In Parasha Eikev, Moses continues his review of the mitzvot. He explains that, when the Jewish people follow the Torah and obey the commandments, they will be rewarded with fruitful families and lands, with abundant crops and flocks.
Then, Moses describes how Scouting works! He describes how God took the Israelites through the Wilderness for 40 years, to test them. God made food scarce, but gave them a new food, unlike anything they had had before, manna, to teach them that “not by bread alone does man live, rather by everything that emanates from the mouth of God does man live. Your garment did not wear out upon you and your feet did not swell these 40 years. You should know in your heart that just as a father will chastise his son, so the Lord, your God, chastises you.” (Deuteronomy 8:3-5)
The Children of Israel were tested in the Wilderness with thirst and hunger they had never encountered before, and because they believed in God they received food every morning with the dew (the manna) and their clothing and shoes did not wear out. These were miracles provided by God. Even when the Israelites sinned, when Moses (the greatest Scoutmaster in history) asked God to forgive them, they received forgiveness. So, like a father correcting his child, God challenged the Israelites and, if they did not respond well, God corrected them, so they would learn.

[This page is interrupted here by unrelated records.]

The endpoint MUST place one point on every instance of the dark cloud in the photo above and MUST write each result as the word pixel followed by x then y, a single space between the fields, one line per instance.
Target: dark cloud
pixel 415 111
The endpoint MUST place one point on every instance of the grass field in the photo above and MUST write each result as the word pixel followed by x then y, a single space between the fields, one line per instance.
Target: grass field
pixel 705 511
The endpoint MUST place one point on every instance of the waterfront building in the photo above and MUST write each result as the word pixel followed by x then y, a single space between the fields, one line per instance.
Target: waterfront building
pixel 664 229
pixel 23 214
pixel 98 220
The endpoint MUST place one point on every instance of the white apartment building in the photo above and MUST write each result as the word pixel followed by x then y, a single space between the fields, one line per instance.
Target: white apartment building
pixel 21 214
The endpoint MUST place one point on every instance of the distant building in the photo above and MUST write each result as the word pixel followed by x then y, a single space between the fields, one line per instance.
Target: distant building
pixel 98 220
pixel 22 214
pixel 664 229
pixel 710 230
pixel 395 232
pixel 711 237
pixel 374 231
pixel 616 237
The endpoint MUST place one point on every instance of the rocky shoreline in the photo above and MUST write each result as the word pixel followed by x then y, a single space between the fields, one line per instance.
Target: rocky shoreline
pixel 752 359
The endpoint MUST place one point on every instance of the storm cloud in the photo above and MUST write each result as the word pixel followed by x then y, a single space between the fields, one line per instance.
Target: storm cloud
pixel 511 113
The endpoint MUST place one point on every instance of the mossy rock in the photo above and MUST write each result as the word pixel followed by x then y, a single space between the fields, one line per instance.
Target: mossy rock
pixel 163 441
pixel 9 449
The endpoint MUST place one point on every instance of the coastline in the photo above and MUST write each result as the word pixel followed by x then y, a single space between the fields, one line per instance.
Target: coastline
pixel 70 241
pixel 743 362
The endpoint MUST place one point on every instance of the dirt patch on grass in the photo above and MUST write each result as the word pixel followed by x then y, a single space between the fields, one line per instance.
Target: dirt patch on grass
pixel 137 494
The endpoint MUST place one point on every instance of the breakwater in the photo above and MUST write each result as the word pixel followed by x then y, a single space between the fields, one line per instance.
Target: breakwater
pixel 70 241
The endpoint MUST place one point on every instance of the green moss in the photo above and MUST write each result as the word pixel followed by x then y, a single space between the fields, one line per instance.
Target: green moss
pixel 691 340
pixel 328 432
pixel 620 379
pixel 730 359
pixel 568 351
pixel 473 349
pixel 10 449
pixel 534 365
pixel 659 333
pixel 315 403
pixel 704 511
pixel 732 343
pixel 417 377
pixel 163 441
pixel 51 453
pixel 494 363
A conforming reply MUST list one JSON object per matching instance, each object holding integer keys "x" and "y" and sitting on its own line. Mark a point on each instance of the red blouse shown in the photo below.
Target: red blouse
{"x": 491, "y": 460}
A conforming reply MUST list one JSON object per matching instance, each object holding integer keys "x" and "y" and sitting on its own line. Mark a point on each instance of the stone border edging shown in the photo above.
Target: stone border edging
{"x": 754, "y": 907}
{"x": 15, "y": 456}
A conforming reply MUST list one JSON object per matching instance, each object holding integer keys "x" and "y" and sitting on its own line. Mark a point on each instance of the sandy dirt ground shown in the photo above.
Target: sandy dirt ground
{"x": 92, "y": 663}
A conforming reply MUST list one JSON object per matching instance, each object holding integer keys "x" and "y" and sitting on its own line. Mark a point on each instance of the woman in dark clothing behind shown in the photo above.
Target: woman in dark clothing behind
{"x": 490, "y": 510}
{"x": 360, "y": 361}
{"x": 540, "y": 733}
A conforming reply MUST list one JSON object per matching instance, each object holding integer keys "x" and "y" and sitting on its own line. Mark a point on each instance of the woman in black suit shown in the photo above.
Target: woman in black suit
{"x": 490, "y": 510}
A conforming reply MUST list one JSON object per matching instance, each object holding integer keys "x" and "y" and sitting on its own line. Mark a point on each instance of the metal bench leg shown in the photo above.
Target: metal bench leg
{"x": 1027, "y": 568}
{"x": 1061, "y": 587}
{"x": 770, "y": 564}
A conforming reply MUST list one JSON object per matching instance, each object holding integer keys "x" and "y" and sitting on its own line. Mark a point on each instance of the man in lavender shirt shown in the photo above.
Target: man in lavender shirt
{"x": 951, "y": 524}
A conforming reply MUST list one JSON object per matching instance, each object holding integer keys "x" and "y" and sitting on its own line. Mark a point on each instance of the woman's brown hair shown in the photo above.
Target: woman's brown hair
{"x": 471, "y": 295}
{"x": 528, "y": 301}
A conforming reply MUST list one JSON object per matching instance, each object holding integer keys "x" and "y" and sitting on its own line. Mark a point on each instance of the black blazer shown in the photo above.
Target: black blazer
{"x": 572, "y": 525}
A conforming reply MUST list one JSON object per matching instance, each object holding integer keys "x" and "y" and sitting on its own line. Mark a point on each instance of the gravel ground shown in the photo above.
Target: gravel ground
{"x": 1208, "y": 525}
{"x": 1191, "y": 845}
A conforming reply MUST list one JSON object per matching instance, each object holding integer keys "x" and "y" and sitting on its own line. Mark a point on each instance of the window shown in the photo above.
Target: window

Scouting tests you by challenging you to do things you never did before. Until you began camping with your troop, how many hot meals had you prepared by yourself? How often had you made yourself dry and comfortable in the rain by putting up a tent and getting your gear in it before it got soaked? Had you hiked five miles with a backpack? And when you don’t get the skills right, your patrol leader (who was trained by your Scoutmaster) shows you again how to do it.
The idea is the same. In the Wilderness God prepared the Israelites to face challenges in the spiritual and moral world by following the guide to living lives of holiness – the mitzvot. In the physical world, we prepare to face challenges in our camping wilderness by following the guide to living lives of self-reliance and helpfulness – the Scout Promise and Law.
Even more important, we have the same guide for spiritual living our ancestors did – the Torah. And lucky us, we didn’t have to wander 40 years in the desert to receive it.